A numerical method for the elliptic Monge-Amp\`ere equation with transport boundary conditions

TL;DR

This paper introduces a numerical method for solving the elliptic Monge-Ampère equation with transport boundary conditions, enabling efficient computation of optimal mass transport problems with variable densities.

Contribution

It extends existing discretizations to handle gradient-dependent right-hand sides and iteratively solves the transport problem using Neumann boundary conditions with proven convergence.

Findings

Method efficiently solves complex transport problems.

Achieves convergence to viscosity solutions.

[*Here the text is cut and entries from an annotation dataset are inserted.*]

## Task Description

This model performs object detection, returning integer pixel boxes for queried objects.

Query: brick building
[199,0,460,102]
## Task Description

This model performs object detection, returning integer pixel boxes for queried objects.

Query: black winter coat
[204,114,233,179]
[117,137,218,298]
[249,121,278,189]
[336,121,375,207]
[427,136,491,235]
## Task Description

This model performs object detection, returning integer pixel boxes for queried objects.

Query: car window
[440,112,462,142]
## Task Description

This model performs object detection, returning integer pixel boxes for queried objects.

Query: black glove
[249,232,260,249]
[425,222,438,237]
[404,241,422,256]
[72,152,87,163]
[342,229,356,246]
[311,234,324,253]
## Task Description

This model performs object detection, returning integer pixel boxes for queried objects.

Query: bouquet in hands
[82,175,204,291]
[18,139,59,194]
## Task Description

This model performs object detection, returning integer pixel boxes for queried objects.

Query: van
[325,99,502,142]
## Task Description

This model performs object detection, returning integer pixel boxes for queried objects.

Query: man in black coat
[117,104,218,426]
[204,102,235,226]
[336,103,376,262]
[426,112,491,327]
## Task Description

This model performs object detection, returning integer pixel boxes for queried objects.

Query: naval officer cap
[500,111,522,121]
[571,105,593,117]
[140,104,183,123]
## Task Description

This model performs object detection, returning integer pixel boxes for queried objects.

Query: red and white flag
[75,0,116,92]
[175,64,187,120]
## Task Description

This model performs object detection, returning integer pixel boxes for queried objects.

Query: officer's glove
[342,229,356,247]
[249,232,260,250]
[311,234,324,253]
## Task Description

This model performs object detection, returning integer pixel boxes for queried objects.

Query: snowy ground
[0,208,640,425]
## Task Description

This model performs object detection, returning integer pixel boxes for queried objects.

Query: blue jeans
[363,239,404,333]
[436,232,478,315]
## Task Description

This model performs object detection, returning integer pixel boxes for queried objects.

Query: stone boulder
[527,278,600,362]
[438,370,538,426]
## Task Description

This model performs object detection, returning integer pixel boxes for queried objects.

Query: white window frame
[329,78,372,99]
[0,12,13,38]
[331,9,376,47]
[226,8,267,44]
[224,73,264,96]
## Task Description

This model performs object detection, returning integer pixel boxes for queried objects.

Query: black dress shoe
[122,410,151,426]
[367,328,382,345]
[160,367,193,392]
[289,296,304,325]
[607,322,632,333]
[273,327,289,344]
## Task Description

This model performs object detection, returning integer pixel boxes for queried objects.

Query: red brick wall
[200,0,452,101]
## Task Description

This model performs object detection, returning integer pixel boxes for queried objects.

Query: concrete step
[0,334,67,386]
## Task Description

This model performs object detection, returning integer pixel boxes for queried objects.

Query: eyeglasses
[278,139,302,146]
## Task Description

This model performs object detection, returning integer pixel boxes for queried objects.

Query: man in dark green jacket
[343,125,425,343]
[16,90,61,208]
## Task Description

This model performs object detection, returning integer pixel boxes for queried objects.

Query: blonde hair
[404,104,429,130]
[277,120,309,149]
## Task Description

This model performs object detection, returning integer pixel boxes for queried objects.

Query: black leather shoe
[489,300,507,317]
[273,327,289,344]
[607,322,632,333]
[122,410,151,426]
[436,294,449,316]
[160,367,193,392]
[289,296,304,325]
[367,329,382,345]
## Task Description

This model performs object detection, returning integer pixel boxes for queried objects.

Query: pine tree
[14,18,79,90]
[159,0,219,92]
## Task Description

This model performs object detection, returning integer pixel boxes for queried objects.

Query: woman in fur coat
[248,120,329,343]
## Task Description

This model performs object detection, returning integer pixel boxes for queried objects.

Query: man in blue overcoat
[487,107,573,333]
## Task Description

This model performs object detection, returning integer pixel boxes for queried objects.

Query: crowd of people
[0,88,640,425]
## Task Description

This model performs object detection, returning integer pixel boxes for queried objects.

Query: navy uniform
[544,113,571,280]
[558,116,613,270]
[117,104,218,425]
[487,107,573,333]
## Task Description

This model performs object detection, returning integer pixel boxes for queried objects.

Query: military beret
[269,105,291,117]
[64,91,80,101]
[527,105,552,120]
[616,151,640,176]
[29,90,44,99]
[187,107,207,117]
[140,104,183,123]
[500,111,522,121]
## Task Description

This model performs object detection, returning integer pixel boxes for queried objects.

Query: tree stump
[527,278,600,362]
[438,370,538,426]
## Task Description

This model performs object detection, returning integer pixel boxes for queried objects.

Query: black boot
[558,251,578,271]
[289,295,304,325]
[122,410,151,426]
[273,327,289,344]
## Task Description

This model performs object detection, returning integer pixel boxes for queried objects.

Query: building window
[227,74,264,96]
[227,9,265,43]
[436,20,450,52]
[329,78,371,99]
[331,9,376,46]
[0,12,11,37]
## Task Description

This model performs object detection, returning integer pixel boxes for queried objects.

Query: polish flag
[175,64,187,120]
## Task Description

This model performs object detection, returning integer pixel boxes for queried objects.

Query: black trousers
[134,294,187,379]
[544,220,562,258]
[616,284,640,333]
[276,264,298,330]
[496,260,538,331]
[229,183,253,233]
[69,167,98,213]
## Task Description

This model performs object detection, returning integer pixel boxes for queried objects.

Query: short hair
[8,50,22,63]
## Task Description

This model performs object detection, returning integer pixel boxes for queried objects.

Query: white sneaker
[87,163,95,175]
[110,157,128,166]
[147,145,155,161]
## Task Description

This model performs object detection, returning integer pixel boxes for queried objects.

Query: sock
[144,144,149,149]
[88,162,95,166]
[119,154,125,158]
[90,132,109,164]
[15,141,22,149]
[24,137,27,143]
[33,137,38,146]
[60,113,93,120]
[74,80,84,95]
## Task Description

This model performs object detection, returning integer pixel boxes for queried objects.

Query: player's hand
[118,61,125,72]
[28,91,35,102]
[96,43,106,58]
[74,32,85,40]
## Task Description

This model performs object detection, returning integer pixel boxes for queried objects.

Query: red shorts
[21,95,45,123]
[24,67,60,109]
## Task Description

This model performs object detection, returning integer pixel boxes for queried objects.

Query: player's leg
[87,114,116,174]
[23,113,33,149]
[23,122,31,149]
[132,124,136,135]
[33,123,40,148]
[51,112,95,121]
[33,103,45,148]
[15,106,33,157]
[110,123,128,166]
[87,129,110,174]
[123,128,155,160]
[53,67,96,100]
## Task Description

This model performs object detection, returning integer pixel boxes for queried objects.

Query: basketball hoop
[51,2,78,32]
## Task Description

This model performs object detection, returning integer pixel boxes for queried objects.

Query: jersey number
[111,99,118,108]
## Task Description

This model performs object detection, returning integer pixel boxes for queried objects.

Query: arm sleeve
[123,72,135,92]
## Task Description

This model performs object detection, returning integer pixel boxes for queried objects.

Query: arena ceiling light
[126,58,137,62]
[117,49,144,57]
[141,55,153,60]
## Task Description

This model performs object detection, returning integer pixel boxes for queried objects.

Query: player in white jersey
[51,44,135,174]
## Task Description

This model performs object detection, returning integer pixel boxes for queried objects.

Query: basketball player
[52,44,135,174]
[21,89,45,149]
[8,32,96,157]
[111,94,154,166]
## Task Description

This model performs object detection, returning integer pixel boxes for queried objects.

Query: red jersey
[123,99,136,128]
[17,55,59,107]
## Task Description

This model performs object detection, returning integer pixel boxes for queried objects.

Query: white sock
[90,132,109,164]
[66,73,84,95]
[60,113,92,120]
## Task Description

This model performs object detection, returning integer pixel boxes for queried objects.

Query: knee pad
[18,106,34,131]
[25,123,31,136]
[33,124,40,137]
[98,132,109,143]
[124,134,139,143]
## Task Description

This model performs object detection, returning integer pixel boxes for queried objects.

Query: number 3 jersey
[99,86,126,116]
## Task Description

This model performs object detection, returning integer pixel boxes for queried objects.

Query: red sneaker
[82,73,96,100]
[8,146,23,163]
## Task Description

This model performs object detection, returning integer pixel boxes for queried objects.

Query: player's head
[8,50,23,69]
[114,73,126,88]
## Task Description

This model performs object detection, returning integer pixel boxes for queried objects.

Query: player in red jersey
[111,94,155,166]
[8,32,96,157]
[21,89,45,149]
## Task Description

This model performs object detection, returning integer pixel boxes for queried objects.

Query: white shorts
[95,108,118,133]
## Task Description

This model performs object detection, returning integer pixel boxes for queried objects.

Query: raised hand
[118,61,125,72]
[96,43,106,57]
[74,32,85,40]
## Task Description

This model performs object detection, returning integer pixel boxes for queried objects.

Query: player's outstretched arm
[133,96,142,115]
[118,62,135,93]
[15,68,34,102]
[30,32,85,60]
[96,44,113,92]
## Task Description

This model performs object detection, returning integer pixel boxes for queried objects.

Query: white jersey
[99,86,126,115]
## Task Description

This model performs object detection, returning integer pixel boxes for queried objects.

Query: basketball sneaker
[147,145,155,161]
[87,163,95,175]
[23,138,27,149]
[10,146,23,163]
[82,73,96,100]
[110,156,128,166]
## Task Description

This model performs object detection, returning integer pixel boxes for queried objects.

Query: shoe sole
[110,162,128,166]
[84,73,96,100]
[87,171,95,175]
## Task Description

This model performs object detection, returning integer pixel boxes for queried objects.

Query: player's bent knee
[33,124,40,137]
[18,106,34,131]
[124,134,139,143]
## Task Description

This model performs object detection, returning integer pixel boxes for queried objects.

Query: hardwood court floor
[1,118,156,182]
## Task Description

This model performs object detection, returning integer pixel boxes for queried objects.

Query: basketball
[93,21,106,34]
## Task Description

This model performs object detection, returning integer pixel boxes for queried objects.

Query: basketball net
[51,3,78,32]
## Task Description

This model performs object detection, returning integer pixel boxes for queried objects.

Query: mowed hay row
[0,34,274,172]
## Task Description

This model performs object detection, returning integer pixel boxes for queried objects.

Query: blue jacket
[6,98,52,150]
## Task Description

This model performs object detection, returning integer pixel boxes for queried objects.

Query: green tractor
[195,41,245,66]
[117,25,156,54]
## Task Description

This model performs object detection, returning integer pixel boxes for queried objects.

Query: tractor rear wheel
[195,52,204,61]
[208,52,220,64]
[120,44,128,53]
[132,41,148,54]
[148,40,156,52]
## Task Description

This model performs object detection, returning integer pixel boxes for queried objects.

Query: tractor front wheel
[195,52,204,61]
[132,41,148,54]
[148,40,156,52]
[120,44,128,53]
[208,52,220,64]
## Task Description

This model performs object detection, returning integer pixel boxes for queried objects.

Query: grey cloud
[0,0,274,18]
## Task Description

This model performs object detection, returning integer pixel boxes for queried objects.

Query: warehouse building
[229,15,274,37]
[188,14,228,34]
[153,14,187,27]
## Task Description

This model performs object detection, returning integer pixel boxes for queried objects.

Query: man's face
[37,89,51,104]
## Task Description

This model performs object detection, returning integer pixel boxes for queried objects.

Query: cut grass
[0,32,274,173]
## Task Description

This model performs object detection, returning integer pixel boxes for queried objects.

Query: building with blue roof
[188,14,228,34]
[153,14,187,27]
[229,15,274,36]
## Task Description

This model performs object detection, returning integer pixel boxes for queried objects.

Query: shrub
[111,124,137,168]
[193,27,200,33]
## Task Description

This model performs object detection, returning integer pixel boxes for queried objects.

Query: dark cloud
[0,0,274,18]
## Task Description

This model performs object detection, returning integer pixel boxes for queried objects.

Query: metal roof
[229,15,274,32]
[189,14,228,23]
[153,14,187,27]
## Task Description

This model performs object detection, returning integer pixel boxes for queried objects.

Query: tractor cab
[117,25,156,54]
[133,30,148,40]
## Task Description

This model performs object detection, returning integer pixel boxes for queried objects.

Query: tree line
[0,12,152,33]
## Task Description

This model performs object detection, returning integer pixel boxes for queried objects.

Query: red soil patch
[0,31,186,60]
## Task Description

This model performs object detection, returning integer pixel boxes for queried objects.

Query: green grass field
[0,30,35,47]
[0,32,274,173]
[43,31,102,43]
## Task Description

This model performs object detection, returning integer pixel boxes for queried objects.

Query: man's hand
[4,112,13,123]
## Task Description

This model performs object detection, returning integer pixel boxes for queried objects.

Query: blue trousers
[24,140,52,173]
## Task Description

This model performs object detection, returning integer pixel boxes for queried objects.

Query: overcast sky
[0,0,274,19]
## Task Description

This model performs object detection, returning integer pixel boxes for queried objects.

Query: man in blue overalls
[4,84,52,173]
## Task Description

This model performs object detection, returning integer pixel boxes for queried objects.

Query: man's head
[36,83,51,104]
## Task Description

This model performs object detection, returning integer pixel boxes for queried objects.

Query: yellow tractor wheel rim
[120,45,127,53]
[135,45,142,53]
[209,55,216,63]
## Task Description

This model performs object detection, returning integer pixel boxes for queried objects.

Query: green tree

Demonstrates effectiveness with computational examples.

Abstract

The problem of optimal mass transport arises in numerous applications including image registration, mesh generation, reflector design, and astrophysics. One approach to solving this problem is via the Monge-Amp\`ere equation. While recent years have seen much work in the development of numerical methods for solving this equation, very little has been done on the implementation of the transport boundary condition. In this paper, we propose a method for solving the transport problem by iteratively solving a Monge-Amp\`ere equation with Neumann boundary conditions. To enable mappings between variable densities, we extend an earlier discretization of the equation to allow for right-hand sides that depend on gradients of the solution [Froese and Oberman, SIAM J. Numer. Anal., 49 (2011) 1692--1714]. This discretization provably converges to the viscosity solution. The resulting system is solved efficiently with Newton's method. We provide several challenging computational examples that demonstrate the effectiveness and efficiency ($O(M)-O(M^{1.3})$ time) of the proposed method.